Output name | Type | Description | ||
---|---|---|---|---|
Most Probable Class ID |
String |
The category that the enricher identifies as the most likely classification for the input text based on the predefined labels. |
||
Classification Score |
Number |
The confidence level associated with the most probable class identified by the enricher, represented as a percentage.
|
Examples and use cases
Imagine a scenario where a new record is added to a product catalog with the following description:
"This adorable summer dress features a vibrant floral print on soft, breathable cotton, ensuring comfort and style for any occasion. Its A-line silhouette and practical details, like side pockets and a back zipper, make it a versatile wardrobe essential."

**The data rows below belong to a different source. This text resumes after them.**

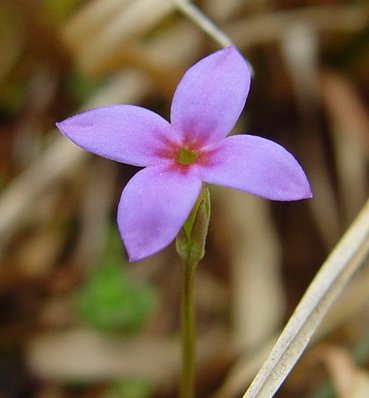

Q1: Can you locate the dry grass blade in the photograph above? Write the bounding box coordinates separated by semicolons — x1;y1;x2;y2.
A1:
243;197;369;398
173;0;233;47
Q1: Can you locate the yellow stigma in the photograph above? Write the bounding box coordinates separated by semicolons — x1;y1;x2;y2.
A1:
176;148;197;166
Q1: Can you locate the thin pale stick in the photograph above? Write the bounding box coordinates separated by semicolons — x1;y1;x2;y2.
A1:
172;0;233;47
243;201;369;398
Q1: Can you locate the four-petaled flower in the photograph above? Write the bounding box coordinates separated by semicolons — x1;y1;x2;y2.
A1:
57;46;311;261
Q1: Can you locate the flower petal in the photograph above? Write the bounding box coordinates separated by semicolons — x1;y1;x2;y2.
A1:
200;135;312;200
171;46;250;143
57;105;175;166
118;166;202;261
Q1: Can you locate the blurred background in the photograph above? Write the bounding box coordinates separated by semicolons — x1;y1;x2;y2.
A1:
0;0;369;398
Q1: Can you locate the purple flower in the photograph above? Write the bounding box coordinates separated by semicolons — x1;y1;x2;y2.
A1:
57;47;311;261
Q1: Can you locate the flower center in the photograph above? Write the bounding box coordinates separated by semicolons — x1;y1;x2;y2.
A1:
176;148;197;166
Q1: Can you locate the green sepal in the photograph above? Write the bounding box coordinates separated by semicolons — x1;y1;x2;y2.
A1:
176;185;210;264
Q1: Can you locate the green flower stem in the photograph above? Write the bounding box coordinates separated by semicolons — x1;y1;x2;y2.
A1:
180;261;197;398
176;185;210;398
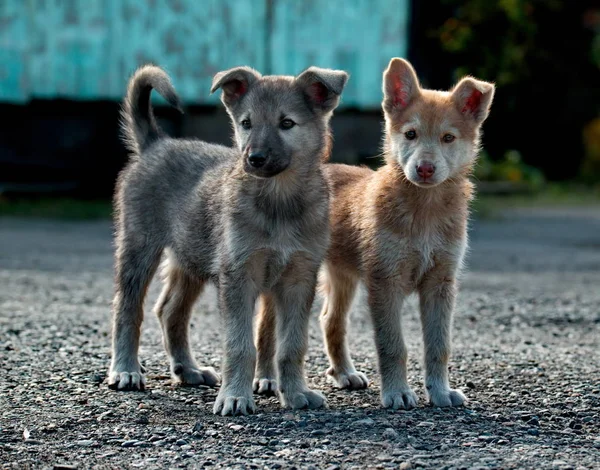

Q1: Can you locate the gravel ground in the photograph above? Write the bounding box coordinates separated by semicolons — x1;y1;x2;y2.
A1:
0;208;600;470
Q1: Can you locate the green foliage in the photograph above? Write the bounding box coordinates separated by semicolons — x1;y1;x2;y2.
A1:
0;196;112;220
433;0;565;86
474;150;545;190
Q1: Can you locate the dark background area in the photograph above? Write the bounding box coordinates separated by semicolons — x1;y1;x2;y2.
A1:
0;0;600;198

Suppose the zero-shot classification enricher is configured as follows:
-
In the plugin parameters:
-
Candidate Class (JSON):
{"GIRLSCLOTHING":"Girls' clothing", "BOYSCLOTHING":"Boys' clothing", "GIRLSSHOES":"Girls' shoes", "BOYSSHOES":"Boys' shoes"}
or -
Candidate Class Table:
GD_FAMILY
Candidate Class ID:ID
Candidate Class Label:NAME
or -
Candidate Class (Custom SQL):
SELECT ID, NAME FROM GD_FAMILY WHERE 1=1
-
Min Score To Classify:
50
-
-
In the plugin input properties:
-
Input Text:
Description
-
-
In the plugin output properties:
-
FID_Family: Most Probable Class ID
-
EnrichmentConfidenceScore: Classification Score
-
The enricher automatically classifies the new product record into the Girls' clothing family with a confidence score of 77, using the facebook/bart-large-mnli
model.
Common use cases for zero-shot classification may include:
-
Supplier data classification: automatically classify supplier descriptions into predefined categories such as "electronics components," "raw materials," "office supplies," or "logistic services" to facilitate procurement, auditing, and strategic sourcing.
-
Customer segmentation: based on their activity descriptions, segment customers into categories such as "high-value", "medium-value," "low-value," or "loyalty program member" to enable targeted marketing, improved customer service, and personalized offerings.
-
Product type categorization: analyze product names or descriptions and classify them into categories such as "electronics," "apparel," "home goods," or "personal care," to enhance searchability, inventory management, and reporting efficiency for large product inventories.